Something shifted in the broad structure of Koffee With Karan. Earlier, he used to warm his guests up, lubricating their anxieties with questions of things they are comfortable speaking about — mostly their careers — before striking his hot hammer at their personal lives. After six long seasons, shuffling this around seemed necessary, because the shock had run its course.
Now, he immediately, at the very beginning, stabs his guests with the sharpest questions, before lulling them into the comforting discussion of family and films. This can produce a bloat in the middle of the show — unless you are a Kareena Kapoor Khan or a Sonam Kapoor Ahuja punching through with minimal effort. This is a show in which it is not talent but personality that shines.
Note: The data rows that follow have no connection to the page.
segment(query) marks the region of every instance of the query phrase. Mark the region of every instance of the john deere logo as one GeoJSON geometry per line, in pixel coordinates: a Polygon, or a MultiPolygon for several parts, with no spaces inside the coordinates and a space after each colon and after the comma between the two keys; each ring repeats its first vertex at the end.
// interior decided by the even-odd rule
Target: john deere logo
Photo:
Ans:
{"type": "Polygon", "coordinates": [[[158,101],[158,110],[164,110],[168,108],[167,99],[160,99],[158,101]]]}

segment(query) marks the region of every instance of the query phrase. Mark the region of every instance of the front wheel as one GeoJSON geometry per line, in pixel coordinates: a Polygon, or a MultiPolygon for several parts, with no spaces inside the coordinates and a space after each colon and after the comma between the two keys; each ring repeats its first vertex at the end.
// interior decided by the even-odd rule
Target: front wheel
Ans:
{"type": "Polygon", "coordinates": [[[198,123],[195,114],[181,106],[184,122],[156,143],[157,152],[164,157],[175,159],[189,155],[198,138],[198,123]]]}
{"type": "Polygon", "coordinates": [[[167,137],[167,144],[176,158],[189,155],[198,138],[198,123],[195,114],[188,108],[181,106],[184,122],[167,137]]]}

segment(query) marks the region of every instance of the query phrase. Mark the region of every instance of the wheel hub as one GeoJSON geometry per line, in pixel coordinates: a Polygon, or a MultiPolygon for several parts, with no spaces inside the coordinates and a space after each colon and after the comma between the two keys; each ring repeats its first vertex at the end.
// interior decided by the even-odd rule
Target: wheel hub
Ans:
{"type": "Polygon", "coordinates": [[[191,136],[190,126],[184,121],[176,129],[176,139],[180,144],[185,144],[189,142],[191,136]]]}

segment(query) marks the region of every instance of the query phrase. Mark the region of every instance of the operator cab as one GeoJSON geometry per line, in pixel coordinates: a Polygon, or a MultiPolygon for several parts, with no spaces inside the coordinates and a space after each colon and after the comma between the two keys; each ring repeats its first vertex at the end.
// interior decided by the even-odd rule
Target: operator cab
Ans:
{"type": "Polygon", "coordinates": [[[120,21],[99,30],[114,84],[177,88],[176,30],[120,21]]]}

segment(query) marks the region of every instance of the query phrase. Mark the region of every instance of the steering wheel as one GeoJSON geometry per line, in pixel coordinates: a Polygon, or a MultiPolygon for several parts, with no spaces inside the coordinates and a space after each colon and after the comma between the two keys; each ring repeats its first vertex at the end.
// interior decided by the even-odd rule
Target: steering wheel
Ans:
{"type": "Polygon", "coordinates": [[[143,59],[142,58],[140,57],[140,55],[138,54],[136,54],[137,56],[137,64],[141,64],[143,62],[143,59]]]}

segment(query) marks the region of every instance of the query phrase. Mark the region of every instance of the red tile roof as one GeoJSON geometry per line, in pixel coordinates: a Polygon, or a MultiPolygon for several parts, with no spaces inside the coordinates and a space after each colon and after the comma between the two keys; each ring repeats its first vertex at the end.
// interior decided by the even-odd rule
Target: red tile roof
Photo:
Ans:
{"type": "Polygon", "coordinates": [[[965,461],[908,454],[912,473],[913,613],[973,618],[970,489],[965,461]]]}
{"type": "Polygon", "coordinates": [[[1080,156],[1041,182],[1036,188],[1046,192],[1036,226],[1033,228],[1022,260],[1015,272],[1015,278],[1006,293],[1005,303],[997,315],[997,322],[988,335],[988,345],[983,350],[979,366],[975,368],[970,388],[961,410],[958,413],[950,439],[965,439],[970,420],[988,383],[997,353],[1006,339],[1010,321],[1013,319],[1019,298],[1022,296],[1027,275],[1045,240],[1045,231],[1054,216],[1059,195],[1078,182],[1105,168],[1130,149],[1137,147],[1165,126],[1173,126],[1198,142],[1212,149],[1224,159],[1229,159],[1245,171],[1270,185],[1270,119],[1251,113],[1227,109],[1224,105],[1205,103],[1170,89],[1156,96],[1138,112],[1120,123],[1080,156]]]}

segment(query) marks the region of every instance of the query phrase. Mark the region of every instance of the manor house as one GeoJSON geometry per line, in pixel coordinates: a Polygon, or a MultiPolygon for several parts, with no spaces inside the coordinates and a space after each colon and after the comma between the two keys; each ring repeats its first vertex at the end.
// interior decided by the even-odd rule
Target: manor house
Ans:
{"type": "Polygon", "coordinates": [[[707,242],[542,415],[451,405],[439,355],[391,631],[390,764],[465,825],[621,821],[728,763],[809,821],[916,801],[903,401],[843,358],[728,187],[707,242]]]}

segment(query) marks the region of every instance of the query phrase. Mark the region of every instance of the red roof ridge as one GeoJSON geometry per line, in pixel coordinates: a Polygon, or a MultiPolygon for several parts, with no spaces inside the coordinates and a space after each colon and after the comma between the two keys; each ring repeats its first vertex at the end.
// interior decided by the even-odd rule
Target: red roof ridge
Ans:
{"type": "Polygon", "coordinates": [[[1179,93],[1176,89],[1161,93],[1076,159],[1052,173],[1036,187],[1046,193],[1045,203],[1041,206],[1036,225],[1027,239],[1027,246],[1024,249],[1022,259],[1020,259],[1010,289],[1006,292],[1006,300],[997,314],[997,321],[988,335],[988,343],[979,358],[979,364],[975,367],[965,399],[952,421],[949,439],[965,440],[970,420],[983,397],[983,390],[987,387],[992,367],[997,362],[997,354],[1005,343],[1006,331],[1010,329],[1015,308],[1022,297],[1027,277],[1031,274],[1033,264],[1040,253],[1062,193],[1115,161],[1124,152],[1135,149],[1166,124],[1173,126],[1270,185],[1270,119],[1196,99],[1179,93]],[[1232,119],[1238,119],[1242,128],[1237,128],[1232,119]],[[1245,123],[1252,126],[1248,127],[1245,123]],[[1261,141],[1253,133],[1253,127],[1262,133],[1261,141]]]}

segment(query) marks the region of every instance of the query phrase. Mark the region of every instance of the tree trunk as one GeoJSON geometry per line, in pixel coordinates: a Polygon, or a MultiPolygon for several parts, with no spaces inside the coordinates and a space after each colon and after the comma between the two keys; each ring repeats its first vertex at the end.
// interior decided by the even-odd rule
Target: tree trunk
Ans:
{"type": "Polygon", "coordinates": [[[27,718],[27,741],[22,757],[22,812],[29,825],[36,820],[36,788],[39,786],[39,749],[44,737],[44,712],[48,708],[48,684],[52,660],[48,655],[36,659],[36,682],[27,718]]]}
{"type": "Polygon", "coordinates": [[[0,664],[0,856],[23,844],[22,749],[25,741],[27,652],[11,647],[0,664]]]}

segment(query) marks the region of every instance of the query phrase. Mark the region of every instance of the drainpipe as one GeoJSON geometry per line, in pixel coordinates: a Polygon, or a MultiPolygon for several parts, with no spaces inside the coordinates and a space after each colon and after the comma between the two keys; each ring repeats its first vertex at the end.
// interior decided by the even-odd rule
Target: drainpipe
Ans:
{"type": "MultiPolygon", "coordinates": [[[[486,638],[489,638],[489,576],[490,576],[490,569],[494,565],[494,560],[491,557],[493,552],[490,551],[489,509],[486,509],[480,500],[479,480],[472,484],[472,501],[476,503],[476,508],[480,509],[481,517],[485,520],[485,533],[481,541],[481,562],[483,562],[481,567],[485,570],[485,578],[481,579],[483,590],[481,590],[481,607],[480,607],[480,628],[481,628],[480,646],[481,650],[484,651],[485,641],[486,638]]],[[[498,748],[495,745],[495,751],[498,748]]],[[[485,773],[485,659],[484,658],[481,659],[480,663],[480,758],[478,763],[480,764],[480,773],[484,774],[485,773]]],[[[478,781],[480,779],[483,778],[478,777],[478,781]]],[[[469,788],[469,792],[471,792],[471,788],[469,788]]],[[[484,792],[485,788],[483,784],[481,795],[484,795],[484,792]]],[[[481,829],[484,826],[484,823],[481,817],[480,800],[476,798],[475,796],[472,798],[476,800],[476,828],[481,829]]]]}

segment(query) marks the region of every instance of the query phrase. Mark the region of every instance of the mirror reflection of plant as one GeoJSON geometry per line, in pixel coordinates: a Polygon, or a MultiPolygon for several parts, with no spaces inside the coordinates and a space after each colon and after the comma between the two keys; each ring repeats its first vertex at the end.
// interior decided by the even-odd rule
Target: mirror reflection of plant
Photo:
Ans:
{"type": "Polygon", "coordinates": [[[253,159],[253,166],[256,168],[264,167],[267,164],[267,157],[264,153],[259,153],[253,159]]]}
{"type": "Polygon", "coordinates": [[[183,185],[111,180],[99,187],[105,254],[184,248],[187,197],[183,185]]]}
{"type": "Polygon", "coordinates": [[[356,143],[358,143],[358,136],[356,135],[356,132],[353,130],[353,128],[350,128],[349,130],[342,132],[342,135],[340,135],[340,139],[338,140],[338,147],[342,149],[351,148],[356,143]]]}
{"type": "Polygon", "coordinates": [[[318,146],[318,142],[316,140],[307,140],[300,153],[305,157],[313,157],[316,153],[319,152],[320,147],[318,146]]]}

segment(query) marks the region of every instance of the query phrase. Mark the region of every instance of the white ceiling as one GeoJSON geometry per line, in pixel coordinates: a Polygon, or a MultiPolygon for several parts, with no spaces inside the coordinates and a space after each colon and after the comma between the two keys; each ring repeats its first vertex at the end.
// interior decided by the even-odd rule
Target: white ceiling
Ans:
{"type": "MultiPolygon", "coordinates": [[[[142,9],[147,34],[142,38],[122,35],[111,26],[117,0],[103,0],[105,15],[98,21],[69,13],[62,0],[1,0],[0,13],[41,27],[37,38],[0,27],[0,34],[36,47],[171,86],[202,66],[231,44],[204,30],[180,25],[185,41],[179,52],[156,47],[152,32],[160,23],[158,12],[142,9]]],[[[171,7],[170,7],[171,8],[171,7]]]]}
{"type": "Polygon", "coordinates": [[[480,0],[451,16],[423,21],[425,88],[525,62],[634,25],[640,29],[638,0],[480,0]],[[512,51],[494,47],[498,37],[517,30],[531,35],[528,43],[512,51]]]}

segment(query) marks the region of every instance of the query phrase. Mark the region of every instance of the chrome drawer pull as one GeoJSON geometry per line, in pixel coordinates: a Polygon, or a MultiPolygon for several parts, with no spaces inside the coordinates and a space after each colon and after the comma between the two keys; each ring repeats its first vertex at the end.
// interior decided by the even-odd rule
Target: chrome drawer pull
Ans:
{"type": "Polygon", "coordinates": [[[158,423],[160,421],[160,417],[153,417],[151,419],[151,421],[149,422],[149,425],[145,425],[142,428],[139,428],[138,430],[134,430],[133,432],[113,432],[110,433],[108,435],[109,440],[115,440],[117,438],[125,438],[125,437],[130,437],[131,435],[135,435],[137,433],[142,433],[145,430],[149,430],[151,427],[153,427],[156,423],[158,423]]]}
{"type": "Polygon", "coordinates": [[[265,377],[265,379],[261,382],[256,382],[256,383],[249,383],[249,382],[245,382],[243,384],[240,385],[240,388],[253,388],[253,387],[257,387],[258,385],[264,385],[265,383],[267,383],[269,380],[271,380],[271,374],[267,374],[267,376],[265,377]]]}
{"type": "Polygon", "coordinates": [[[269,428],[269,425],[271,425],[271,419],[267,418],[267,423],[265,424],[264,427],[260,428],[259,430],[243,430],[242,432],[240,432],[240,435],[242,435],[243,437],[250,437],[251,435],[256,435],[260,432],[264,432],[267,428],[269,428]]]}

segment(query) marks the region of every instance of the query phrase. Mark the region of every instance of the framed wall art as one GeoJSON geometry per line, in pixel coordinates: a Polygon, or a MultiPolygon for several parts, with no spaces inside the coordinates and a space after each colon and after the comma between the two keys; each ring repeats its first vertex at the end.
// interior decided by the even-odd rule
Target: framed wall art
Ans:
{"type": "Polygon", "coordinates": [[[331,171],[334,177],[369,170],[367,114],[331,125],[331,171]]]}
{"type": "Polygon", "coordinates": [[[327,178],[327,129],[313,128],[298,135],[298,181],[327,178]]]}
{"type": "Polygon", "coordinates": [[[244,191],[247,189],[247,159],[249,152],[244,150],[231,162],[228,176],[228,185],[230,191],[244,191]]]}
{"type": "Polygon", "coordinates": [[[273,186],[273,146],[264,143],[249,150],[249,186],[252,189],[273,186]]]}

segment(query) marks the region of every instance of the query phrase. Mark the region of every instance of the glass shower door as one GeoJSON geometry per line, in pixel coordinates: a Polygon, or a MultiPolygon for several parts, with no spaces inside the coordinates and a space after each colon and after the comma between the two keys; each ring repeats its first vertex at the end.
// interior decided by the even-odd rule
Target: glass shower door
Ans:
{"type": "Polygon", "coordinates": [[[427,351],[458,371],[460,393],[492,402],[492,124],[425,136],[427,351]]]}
In the seventh episode of the seventh season, this structure's fragile logic breaks. Because Vicky Kaushal and Sidarth Malhotra have nothing to say about their careers to elevate this episode from a promotion interview to an intimate chat show.
Instead, Kaushal and Malhotra toss platitudes of fame and legacy at us. Kaushal got over the shelving of Takht and Ashwattaman — what could have been the two biggest films of his career — with a grisly workout. The quietness of Sardar Udham (2021) — his finest film and the most pensive performance Hindi cinema has put out in the past few years — is acknowledged and dismissed with a swift comment. Instead, Johar could not stop plugging Shershaah (2021), starring Malhotra, produced by Johar, which was one of the most limp, lifeless films of the past year; a film whose virtue was its inoffensiveness and its popular soundtrack. The one film of Malhotra, also produced by Johar, that actually showcased his craft as an actor — Hasee Toh Phasee (2014) — is not even mentioned. It's flung into the black hole that is part of a "phase". These are not questions about art, but commerce. That's fine. But why must commerce sound so dull, so without personality or poetry?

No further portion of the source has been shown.